0

I was working with a partner on pulling some data from our data warehouse, and for some reason, we were getting different results from our queries when they seem to be logically equivalent.

I've attached a simplified and anonymized version of the queries we have performed. They all perform the query, filtering the results using:

NOT IN

SELECT COUNT(DISTINCT organization_id)
FROM clients.organization
WHERE organization_id NOT IN (
  SELECT owner_organization_id 
  FROM clients_enhanced.organization_team
);

LEFT OUTER JOIN ... WHERE NULL

SELECT COUNT(DISTINCT o.organization_id)
FROM clients.organization AS o
LEFT OUTER JOIN (
  SELECT DISTINCT owner_organization_id AS organization_id
  FROM clients_enhanced.organization_team
  ) AS sub
ON o.organization_id = sub.organization_id
WHERE sub.organization_id IS NULL
;

EXCEPT

SELECT COUNT(distinct sub.organization_id)
FROM (
  SELECT o.organization_id AS organization_id
  FROM clients.organization AS o

  EXCEPT

  SELECT DISTINCT owner_organization_id
  FROM clients_enhanced.organization_team
) AS sub
;

These queries yield the following results:

NOT IN

 count
-------
     0
(1 row)

LEFT OUTER JOIN ... WHERE NULL

 count
--------
 372421
(1 row)

EXCEPT

 count
--------
 372421
(1 row)

Are the queries above not logically equivalent?
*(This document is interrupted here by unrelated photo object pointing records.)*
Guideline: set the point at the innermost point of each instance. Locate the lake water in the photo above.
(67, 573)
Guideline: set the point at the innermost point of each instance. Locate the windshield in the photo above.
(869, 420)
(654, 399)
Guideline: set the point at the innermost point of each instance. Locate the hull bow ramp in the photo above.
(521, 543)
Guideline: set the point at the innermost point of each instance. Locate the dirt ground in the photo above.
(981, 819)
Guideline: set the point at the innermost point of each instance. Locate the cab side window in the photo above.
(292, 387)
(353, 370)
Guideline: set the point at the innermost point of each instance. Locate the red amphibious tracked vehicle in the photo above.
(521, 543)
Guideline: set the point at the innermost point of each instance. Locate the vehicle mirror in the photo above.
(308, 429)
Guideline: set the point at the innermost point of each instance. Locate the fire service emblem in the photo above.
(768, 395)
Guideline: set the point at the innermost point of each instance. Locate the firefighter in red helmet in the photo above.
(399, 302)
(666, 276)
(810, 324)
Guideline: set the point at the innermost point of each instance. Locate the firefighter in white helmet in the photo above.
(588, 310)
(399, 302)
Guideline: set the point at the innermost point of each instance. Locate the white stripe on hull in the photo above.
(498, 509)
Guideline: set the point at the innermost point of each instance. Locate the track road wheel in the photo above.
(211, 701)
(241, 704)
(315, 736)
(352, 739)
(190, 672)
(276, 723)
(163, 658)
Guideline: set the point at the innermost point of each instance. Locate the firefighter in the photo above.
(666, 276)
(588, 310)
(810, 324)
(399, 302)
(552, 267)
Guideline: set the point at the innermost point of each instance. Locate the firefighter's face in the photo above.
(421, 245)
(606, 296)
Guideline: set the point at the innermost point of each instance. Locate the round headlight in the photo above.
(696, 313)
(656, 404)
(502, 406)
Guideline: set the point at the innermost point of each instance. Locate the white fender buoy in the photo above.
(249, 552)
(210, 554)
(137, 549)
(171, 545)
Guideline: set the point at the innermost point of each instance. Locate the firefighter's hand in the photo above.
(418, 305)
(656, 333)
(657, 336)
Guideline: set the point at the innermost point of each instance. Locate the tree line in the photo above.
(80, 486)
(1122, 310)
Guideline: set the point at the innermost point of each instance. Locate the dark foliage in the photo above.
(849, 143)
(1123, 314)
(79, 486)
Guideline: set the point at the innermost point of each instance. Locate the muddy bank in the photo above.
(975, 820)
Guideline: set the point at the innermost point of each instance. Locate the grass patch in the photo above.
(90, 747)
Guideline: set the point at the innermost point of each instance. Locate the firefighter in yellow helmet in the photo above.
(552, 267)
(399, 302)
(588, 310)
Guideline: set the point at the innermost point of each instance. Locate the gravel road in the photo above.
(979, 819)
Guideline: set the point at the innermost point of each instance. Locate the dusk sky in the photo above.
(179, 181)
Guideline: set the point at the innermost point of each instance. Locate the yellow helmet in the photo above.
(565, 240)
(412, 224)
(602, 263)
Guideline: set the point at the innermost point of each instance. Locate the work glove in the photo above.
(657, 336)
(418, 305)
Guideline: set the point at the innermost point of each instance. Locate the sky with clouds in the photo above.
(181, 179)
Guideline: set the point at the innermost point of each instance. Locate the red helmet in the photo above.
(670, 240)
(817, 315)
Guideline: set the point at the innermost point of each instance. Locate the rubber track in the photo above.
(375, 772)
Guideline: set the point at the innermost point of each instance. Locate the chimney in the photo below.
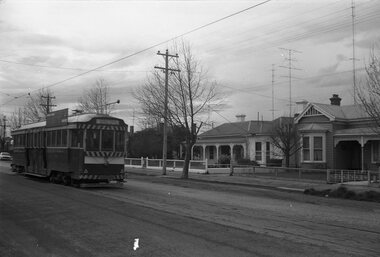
(335, 100)
(240, 117)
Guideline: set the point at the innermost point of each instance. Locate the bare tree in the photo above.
(369, 93)
(18, 118)
(96, 99)
(189, 93)
(37, 107)
(285, 139)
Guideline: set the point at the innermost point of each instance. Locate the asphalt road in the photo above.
(170, 217)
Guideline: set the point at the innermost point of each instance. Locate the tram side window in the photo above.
(59, 138)
(64, 137)
(92, 140)
(49, 138)
(107, 140)
(30, 139)
(119, 141)
(76, 138)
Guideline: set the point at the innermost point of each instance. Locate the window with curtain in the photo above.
(376, 151)
(318, 149)
(258, 156)
(306, 148)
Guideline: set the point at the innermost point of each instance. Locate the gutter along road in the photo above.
(172, 217)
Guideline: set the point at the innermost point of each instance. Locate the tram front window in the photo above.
(119, 141)
(107, 140)
(76, 138)
(92, 140)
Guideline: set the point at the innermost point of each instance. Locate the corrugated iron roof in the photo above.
(345, 112)
(239, 129)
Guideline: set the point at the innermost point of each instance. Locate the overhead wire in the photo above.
(146, 49)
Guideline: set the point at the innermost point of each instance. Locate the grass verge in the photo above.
(343, 192)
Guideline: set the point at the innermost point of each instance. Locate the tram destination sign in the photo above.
(57, 118)
(107, 122)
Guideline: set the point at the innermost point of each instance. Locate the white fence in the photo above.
(201, 166)
(343, 176)
(173, 165)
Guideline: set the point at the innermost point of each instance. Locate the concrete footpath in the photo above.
(276, 183)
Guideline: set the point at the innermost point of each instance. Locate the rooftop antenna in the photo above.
(290, 67)
(353, 50)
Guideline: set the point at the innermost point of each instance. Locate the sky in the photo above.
(56, 44)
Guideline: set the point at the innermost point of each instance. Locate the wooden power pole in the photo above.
(166, 70)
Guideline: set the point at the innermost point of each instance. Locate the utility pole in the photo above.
(4, 128)
(48, 103)
(272, 92)
(290, 68)
(166, 70)
(353, 50)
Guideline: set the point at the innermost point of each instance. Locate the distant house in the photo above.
(338, 137)
(238, 140)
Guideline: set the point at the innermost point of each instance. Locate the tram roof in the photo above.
(81, 118)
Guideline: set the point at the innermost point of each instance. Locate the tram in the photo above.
(75, 150)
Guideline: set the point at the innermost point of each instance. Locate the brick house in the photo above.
(338, 137)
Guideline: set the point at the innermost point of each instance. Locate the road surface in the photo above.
(154, 216)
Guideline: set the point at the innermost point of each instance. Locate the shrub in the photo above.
(244, 161)
(224, 159)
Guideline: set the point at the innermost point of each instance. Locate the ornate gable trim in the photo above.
(312, 110)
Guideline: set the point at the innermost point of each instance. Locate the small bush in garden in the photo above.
(246, 162)
(343, 192)
(224, 159)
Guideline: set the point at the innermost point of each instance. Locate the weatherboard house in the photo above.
(238, 140)
(338, 137)
(331, 136)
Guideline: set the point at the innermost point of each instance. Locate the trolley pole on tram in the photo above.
(166, 70)
(48, 103)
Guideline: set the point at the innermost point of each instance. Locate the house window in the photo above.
(318, 149)
(258, 156)
(313, 148)
(267, 152)
(376, 151)
(211, 152)
(306, 148)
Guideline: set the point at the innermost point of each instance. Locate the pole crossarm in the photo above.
(166, 70)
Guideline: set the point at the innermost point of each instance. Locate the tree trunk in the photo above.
(287, 160)
(185, 171)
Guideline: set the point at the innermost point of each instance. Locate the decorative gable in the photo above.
(315, 113)
(312, 112)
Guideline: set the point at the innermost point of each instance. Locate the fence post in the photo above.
(369, 177)
(328, 176)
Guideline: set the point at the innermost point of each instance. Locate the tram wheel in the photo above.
(52, 178)
(66, 180)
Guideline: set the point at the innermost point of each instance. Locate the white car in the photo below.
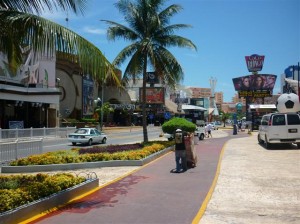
(87, 136)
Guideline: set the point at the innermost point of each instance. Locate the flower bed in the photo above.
(94, 154)
(17, 190)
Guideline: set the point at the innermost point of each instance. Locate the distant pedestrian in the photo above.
(208, 129)
(180, 151)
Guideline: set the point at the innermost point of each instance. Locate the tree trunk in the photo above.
(145, 133)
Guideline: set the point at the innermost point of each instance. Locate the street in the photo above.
(115, 136)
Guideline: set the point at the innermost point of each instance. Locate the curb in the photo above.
(87, 165)
(27, 211)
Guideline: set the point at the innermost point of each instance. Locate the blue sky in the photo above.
(224, 31)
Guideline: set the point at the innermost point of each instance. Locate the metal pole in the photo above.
(298, 69)
(101, 111)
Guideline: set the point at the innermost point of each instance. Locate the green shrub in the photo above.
(17, 190)
(73, 156)
(175, 123)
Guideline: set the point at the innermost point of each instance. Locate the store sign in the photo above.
(123, 106)
(155, 95)
(255, 94)
(254, 62)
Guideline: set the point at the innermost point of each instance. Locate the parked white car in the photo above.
(87, 136)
Or am I missing something completely?

For reference, these queries were performed on Amazon Redshift

kamil1
  • 68
  • 9
  • 1
    Can `owner_organization_id` be null? If yes, you need to exclude `NULL` values in the sub-select for the `NOT IN` solution –  Jun 22 '16 at 20:55
  • Yes it can be `NULL`. And yes, excluding `NULL` in the `NOT IN` subquery does return the correct result. I'm assuming this is because the DBMS checks to see if each value in the subquery is `<>` to whatever you are checking against, and when comparing against a `NULL` value get's `false`? Regardless, if you post this comment as the answer, I will mark it as the solution. – kamil1 Jun 22 '16 at 22:33
  • Say why you think they are equivalent with justification referencing authoritative documentation, or you are just asking for yet another language definition with a bespoke tutorial & are not giving us any idea what your current misconceptions are. Also: Tthis is a faq. . Please before considering posting read your textbook and/or manual & google any error message or many clear, concise & precise phrasings of your question/problem/goal, with & without your particular strings/names & site:stackoverflow.com & tags; read many answers. Also: Please for code questions give a [mre]. – philipxy Sep 29 '20 at 20:40

1 Answers1

0

Likely because Column was not prefixed with a table alias, it got confused.

SELECT COUNT(DISTINCT organization_id)
FROM clients.organization
WHERE organization_id NOT IN (
  SELECT c. owner_organization_id 
  FROM clients_enhanced.organization_team as c
);
NearHuscarl
  • 66,950
  • 18
  • 261
  • 230
Nathan
  • 1